Ordinal regression with very few subjects in some levels

lorenzoFabbri · February 18, 2025, 3:56pm

I am trying to find the most appropriate modeling strategy for my case. The dependent variable is a ordinal one, which is the result of summing up the responses of some individuals to a series of questions. Each question can be answered with “Never”, “Sometimes”, “Often”, etc… This ordinal variable can then take discrete values between 0 and 14, with 0 being the case of a subject who answered “Never” to each question.

In my field of research, neurodevelopment, it is common practice to take the square root of the variable so that linear regression can be used. This is in theory correct since it is assumed that these scores have a underlying continuous distribution.
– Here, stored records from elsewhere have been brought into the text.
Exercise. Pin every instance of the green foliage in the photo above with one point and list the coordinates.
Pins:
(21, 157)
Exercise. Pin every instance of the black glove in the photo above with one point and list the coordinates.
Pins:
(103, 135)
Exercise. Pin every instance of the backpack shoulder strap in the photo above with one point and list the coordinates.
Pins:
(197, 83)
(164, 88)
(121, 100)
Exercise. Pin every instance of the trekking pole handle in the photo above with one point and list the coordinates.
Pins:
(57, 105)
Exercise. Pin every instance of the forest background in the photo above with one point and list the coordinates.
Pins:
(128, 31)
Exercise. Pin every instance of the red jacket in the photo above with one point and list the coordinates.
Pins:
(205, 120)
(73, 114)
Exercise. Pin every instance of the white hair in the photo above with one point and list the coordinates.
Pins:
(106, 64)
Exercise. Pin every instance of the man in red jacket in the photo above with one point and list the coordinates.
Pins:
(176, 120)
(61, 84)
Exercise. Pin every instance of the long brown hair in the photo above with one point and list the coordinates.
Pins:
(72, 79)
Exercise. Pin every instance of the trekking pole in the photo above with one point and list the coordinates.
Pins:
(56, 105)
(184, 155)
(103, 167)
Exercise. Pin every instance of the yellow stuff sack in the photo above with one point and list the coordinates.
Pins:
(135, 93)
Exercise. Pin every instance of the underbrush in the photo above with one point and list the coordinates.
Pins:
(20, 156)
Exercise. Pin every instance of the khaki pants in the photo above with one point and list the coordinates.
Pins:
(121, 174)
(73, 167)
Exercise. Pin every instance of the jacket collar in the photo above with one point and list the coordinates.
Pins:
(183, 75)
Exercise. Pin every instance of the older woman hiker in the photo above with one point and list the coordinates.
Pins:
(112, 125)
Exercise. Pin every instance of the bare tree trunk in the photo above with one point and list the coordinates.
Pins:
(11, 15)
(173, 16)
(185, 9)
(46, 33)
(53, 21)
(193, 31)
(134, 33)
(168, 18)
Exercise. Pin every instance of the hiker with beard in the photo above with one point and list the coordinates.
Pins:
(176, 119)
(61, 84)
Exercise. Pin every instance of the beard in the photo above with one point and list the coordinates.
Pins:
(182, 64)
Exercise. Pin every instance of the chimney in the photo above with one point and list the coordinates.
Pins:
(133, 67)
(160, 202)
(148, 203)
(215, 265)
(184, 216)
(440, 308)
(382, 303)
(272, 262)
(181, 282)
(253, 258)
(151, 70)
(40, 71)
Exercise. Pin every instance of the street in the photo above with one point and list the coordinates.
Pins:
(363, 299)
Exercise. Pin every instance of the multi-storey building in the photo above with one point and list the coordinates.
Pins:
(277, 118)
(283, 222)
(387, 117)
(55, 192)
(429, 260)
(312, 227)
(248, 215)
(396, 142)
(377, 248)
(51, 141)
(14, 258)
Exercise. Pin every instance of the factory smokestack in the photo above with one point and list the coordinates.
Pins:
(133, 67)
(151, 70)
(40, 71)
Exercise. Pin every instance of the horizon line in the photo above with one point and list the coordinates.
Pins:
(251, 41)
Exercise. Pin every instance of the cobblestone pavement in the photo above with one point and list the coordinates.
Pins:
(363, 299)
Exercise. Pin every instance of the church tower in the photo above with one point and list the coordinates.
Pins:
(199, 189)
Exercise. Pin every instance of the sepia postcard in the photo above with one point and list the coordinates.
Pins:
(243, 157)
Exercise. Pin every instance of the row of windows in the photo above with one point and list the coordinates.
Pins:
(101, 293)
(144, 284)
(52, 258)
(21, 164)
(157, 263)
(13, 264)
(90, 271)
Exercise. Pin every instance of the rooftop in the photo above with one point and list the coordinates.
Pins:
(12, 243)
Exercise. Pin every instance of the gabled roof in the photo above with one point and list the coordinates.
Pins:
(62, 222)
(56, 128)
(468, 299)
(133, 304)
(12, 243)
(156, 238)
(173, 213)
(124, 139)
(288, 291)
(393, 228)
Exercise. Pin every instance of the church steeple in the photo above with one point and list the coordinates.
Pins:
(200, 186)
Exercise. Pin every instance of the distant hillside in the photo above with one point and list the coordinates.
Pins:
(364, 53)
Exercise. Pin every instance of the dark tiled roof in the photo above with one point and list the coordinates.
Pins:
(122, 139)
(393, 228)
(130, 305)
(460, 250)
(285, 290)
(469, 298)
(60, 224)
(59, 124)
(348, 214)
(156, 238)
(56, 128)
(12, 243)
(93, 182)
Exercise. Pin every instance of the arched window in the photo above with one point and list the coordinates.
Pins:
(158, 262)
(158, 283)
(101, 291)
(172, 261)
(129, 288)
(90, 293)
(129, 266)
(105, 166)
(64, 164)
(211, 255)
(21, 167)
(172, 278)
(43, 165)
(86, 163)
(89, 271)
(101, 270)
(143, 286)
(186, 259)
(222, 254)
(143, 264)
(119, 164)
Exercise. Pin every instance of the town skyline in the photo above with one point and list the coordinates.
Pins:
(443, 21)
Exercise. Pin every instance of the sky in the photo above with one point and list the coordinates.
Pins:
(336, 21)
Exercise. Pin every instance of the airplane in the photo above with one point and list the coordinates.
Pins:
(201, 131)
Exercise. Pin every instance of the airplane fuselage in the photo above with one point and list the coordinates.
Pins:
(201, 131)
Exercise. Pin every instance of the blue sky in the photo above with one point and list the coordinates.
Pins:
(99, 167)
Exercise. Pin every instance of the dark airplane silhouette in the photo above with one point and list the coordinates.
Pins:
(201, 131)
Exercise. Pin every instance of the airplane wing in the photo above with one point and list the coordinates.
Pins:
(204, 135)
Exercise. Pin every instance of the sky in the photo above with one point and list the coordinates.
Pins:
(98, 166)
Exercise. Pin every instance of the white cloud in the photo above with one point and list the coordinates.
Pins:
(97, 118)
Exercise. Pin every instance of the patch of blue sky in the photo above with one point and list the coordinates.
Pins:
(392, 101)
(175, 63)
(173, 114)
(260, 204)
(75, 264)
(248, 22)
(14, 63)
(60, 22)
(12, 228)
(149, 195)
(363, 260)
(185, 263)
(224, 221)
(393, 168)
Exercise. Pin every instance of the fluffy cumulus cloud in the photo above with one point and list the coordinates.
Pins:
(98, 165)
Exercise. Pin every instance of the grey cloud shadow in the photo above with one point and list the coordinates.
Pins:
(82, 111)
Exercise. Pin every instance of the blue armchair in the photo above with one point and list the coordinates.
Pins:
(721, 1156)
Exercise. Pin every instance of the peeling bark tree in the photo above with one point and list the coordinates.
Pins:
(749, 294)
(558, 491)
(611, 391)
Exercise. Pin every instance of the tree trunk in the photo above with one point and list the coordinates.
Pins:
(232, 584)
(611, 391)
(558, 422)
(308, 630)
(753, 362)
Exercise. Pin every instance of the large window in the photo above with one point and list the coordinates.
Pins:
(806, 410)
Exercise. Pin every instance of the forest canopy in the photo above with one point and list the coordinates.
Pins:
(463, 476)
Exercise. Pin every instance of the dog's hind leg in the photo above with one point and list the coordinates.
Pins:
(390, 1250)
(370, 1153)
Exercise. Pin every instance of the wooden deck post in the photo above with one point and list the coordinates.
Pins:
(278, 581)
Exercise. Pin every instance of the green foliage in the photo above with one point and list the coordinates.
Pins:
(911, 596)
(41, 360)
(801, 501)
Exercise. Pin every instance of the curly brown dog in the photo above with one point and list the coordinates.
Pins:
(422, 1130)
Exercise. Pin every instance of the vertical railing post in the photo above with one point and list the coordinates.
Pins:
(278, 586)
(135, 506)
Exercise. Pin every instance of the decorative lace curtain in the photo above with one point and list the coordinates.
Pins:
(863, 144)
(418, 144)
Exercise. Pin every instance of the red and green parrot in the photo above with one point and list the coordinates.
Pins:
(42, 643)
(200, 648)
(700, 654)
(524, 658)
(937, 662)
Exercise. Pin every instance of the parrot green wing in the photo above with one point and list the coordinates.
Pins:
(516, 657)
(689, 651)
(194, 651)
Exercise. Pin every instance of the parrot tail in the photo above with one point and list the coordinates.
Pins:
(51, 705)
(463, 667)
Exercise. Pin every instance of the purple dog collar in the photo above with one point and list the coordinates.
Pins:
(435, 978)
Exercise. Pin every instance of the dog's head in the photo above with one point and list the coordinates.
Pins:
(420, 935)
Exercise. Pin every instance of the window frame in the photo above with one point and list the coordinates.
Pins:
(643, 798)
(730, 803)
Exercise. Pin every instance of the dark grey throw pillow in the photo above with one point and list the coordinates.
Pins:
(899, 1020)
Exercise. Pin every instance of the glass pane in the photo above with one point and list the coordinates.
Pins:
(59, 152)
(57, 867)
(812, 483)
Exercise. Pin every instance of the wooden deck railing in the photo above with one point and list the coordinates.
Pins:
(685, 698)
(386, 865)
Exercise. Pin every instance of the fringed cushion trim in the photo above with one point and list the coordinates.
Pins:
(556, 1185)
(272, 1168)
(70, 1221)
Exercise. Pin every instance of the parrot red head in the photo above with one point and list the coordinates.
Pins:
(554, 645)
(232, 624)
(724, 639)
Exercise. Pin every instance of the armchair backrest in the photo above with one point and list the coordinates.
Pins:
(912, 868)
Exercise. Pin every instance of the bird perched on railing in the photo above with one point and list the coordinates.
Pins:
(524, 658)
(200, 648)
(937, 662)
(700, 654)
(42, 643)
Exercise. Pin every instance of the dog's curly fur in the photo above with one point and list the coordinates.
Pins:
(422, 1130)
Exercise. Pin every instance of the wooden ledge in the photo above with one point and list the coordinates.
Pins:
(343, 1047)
I believe a ordinal model would be a better fit since, when taking the square root, the distance between 0 and 1 remains the same, but not bewteen say 0 and 3.

What is probematic about a ordinal model, is that for very high values of this variable I have very few subjects:
Rplot

In this plot you have the values of the raw variable on the x axis, and the frequencies on the y axis. Each bar is color-coded since the subjects of my sample belong to different sites. As you can see, for values of Y greater than say 8, few data points are available.

What options do I have? Some ideas:

Lumping the more extreme values together (e.g., if Y>6 then Y=6). But this reminds me a little of the selection of arbitrary cut offs to make continuous variables binary.
Leave everything as is and fit a ordinal models.
Take the square root and forget about the impossibility to mantain the same distance between values.

f2harrell · February 18, 2025, 8:08pm

Ordinal regression cuts through all of that and keeps things much simpler. It doesn’t care about univariate distributions at all, and handles floor effects much better than the ‘seek a transformation’ approach. And don’t combine categories.